Guru honorer berjumlah 10, 10 gutupak, dan 6 guru menulis opini dan buku. Mereka ke Jakarta melalui jalur darat, laut, dan udara. Pukul 14.30 di Ruang Sidang GGI lantai 2, mereka bersama dewan juri Ella Yulaelawati, Catur Nurochman, dan Budi Setiabaskara, berdiskusi tentang peran guru dalam membangun SDM unggul.

Pada pukul 19.00, di Ruang Theater PGRI Smart Learning and Character Center Lt. 3, guru SD, SMP, dan SMA dari berbagai provinsi itu ditemui Ketua Umum Pengurus Besar PGRI Unifah Rosyidi.
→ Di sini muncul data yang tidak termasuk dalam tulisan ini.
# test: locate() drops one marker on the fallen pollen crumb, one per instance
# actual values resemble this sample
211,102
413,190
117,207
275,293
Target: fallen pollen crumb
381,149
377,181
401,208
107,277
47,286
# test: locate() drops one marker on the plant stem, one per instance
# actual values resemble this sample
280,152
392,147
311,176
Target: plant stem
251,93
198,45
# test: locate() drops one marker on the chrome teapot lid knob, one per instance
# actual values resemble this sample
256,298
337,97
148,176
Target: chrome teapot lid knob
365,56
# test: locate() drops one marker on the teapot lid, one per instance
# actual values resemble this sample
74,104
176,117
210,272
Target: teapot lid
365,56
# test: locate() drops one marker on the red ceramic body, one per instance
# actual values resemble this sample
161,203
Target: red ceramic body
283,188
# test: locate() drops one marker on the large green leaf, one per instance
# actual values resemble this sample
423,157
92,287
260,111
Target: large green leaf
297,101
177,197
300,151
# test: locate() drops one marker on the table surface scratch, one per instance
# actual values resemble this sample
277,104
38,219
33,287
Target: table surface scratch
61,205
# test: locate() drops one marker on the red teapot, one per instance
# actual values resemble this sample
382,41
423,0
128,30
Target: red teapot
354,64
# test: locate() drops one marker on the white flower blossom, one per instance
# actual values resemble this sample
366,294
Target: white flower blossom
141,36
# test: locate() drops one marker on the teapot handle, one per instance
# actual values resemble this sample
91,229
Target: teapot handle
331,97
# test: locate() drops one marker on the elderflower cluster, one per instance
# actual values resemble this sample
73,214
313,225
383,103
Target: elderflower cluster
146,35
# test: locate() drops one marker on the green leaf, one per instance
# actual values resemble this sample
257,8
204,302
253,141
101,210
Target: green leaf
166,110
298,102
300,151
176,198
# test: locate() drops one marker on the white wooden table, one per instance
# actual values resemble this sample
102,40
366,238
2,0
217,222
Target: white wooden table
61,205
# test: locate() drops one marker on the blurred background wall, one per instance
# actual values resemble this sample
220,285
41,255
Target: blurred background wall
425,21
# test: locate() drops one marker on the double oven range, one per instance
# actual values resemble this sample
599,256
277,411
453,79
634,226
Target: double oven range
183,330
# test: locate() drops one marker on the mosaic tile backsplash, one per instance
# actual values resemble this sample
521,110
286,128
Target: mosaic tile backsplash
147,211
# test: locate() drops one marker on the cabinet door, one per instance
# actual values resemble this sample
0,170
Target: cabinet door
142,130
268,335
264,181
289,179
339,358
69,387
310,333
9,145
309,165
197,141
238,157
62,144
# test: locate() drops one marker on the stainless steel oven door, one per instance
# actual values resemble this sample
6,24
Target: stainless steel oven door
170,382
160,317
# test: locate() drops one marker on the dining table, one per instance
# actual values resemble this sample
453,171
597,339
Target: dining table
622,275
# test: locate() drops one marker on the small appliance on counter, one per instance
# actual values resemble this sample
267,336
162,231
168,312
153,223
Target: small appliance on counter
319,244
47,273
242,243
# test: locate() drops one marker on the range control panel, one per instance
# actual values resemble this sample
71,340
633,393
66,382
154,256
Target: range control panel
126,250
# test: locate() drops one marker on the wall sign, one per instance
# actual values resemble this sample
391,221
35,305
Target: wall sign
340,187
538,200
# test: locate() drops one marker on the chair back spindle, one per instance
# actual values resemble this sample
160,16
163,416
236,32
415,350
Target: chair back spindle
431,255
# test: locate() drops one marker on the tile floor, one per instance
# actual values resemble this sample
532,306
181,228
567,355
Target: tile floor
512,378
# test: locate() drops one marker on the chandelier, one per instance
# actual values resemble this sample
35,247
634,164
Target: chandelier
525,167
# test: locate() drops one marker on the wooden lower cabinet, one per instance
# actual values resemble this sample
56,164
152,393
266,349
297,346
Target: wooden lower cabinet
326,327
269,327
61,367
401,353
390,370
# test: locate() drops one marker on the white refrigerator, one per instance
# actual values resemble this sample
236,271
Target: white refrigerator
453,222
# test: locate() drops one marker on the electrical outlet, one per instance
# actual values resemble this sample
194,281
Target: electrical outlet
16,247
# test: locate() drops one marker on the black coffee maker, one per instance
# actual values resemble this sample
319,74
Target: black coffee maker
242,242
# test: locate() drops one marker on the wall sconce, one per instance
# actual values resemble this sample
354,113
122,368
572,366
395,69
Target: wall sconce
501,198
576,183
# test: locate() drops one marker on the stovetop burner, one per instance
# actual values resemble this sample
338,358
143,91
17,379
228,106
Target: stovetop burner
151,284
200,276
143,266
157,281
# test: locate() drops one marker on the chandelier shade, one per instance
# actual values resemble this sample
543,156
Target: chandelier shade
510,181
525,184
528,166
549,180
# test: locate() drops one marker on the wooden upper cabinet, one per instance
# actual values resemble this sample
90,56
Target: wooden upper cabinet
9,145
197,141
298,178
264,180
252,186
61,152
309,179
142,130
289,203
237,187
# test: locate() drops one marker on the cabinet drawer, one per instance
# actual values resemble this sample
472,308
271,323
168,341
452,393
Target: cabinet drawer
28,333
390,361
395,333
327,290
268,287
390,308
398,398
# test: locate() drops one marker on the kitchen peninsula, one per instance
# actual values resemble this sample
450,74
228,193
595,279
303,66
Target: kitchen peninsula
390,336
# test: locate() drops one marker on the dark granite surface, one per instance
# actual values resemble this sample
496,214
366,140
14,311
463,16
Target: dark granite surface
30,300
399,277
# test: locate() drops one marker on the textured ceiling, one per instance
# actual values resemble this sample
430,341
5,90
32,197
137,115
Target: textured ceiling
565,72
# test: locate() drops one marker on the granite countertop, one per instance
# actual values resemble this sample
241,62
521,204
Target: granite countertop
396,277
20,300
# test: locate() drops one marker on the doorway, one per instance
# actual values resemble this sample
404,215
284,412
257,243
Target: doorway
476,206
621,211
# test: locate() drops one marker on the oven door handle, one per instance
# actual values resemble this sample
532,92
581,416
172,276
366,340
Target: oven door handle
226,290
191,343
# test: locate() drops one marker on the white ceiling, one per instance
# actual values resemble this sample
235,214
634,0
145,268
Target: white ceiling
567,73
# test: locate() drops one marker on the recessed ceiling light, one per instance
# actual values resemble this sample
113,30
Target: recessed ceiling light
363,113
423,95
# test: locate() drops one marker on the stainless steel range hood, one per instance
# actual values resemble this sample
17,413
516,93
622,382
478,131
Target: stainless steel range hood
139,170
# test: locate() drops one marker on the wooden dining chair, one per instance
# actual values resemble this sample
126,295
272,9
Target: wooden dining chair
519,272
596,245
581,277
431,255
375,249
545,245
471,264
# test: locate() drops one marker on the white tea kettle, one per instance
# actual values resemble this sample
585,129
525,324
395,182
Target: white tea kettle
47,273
Hadir pula Sekjen PB PGRI Ali Rahim, Ketua PGRI Dian dan Dadang AG, Wasekjen Dudung Abdul Qadir dan Jejen Musfah, Catur, Budi, dan Wijaya.

Unifah menjelaskan komitmen dan perhatian pemerintah atau Presiden Jokowi terhadap guru, khususnya guru honorer. Pemerintah mengapresisasi program penghargaan guru honorer oleh PGRI.

Para guru senang karena dipastikan mereka akan bertemu dengan Presiden Jokowi. Jokowi akan membuka HUT ke-74 PGRI dan HGN di Bekasi, Sabtu (30/11).

Jajaran Pengurus Besar PGRI menjelaskan tentang ke-pgri-an, smart learning center, dan aneka media sosial PGRI, yaitu facebook, instagram, dan twitter. Juga website pgri dan suara guru.

Guru pemenang lomba juga diminta menuliskan profile dan pengalaman mereka selama menjadi guru sekitar 5 halaman. Kelak, tulisan-tulisan tersebut akan dibukukan sebagai kenang-kenangan dan pembelajaran bagi guru-guru masa datang.